During her time covering the Waldoboro beat, jumping in to provide coverage of Edgecomb and Dresden municipal meetings since Evan Houk left in October, and writing and shooting features from one end of Lincoln County to the other, Bisi captured – for me, and I believe for readers, too – the very heart of our communities.
It’s one thing to report the news. I won’t say that’s something anyone can do, but I do believe it’s something teachable. There are some basic rules and guidelines to follow, and with guidance accurate coverage of the news can be learned.
What remains an ineffable quality in a journalist is the ability to understand and write – the story. One can report the facts with indisputable accuracy, but without the context provided by a sense of what is important to those impacted by municipal decisions, community events, tragic situations, and so on, the facts remain flat against the backdrop of the page where they lay.

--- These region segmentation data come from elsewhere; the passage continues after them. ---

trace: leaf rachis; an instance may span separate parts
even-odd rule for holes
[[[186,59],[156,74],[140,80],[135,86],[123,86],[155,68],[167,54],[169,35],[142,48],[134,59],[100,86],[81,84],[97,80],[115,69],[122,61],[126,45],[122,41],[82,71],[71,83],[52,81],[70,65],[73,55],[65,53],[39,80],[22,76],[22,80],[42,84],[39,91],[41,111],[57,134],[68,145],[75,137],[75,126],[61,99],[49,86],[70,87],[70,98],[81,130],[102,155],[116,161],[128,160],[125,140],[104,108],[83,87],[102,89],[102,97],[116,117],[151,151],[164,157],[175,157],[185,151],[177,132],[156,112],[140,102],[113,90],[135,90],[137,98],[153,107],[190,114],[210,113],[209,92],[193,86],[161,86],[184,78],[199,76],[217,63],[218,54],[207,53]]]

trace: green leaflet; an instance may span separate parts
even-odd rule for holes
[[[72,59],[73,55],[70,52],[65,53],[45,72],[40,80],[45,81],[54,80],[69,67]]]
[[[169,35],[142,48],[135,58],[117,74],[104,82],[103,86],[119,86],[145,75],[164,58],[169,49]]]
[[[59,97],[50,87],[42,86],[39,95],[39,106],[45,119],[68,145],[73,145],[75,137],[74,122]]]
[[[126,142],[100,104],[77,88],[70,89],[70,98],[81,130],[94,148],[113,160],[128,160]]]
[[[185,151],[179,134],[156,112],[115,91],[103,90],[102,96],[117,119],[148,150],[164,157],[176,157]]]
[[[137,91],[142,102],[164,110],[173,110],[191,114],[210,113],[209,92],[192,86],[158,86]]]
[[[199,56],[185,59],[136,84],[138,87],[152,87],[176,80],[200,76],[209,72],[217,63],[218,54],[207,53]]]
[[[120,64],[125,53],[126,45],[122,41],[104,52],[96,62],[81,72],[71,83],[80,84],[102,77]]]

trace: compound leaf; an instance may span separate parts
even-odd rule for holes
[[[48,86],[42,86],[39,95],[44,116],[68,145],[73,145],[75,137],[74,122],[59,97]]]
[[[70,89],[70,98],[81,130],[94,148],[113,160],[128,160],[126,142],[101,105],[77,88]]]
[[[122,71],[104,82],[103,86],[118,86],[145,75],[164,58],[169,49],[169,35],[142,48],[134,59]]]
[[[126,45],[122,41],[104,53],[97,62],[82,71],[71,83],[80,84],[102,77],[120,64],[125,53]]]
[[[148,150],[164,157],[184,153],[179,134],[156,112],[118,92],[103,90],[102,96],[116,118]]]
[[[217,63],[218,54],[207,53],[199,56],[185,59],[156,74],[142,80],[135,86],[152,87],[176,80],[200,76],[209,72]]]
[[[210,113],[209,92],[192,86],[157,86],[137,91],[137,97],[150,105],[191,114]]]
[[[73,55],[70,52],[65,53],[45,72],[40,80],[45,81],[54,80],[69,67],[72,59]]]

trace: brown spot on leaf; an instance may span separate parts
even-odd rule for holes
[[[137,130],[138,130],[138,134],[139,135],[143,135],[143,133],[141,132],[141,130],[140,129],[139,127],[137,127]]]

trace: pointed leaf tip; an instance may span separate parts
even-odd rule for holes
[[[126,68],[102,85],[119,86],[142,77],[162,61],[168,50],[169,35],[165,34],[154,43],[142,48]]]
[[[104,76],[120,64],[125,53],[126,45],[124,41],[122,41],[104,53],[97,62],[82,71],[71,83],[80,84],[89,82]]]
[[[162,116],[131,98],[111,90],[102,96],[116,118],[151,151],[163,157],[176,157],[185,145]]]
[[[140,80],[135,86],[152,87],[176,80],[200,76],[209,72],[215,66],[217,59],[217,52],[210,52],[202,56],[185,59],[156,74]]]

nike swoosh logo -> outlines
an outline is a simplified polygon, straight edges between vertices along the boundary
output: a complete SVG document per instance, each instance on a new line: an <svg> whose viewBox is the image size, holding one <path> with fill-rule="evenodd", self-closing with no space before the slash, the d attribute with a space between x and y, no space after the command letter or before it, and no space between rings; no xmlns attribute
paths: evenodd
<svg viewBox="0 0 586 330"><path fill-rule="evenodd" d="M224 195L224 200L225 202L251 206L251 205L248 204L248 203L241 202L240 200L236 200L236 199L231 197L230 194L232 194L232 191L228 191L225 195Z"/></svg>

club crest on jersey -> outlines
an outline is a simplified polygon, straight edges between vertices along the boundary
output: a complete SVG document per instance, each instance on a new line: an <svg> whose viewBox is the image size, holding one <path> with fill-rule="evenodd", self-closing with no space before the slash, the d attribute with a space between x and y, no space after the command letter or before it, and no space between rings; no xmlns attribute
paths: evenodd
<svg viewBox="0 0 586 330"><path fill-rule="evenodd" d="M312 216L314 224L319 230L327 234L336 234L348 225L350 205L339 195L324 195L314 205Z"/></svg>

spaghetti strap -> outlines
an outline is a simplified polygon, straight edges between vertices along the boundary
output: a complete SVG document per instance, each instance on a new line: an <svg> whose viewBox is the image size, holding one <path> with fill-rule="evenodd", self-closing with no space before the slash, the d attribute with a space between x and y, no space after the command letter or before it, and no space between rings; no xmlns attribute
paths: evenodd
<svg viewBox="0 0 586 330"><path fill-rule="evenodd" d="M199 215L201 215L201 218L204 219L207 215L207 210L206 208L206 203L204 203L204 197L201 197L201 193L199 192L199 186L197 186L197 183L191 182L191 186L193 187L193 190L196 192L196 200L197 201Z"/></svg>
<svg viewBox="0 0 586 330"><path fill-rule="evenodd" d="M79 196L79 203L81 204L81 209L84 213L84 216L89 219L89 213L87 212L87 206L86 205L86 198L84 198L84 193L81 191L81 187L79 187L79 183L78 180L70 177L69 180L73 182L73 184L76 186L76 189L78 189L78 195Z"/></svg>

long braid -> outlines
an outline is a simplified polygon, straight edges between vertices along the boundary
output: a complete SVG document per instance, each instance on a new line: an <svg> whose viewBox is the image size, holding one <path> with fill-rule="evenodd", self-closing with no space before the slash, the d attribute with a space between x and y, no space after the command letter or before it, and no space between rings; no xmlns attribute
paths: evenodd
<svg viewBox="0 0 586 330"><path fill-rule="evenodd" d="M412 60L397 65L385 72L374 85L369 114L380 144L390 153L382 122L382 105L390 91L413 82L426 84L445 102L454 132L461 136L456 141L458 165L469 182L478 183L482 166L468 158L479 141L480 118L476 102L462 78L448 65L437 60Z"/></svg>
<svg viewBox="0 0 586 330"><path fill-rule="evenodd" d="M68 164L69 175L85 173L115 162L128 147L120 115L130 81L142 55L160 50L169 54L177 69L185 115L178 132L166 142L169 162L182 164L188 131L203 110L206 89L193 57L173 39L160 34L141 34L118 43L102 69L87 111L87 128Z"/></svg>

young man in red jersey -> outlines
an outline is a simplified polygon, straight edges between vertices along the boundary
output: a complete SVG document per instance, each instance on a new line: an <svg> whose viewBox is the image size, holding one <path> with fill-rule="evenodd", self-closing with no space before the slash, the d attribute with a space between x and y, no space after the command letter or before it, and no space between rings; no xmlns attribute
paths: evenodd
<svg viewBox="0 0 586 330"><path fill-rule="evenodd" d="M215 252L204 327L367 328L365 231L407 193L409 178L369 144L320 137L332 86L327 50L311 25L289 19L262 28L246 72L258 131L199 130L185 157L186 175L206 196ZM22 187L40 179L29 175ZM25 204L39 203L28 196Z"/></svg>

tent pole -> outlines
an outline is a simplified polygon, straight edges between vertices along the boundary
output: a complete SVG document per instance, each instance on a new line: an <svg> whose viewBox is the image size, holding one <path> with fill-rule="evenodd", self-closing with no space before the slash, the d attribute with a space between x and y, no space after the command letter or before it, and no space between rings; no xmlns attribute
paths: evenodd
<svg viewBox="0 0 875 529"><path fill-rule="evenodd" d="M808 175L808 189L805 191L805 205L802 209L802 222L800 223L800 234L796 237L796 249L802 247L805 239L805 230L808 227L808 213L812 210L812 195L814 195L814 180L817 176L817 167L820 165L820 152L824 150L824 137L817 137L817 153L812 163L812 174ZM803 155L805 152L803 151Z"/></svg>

Now don’t get me wrong. There is a fine line between the discernment required to craft a news story and “editorializing,” stringing the facts along through placement and tone in a way that leads readers to form conclusions other than their own.
Bisi always walked that line, bringing to life the people, places, and personalities of Lincoln County through the clear vision of her camera lens and the thoughtful craft of her words.
Bisi is not just a reporter for The Lincoln County News. I elevate her work to the sacred realm of storytelling for it requires great trust both from those who allow their stories to be told and from those who read them.
It gives me great pleasure to share that Bisi was selected to participate in the inaugural New England Equity Reporting Fellowship program. We are proud to support her development as a journalist through this opportunity. During her time away, Bisi will also attend a course on lyrical documentary photography at Maine Media Workshop.
The rest of us on The Lincoln County News staff will have to sharpen our photography skills this winter.
But by and large, January is a great time of year to find new ways to grow.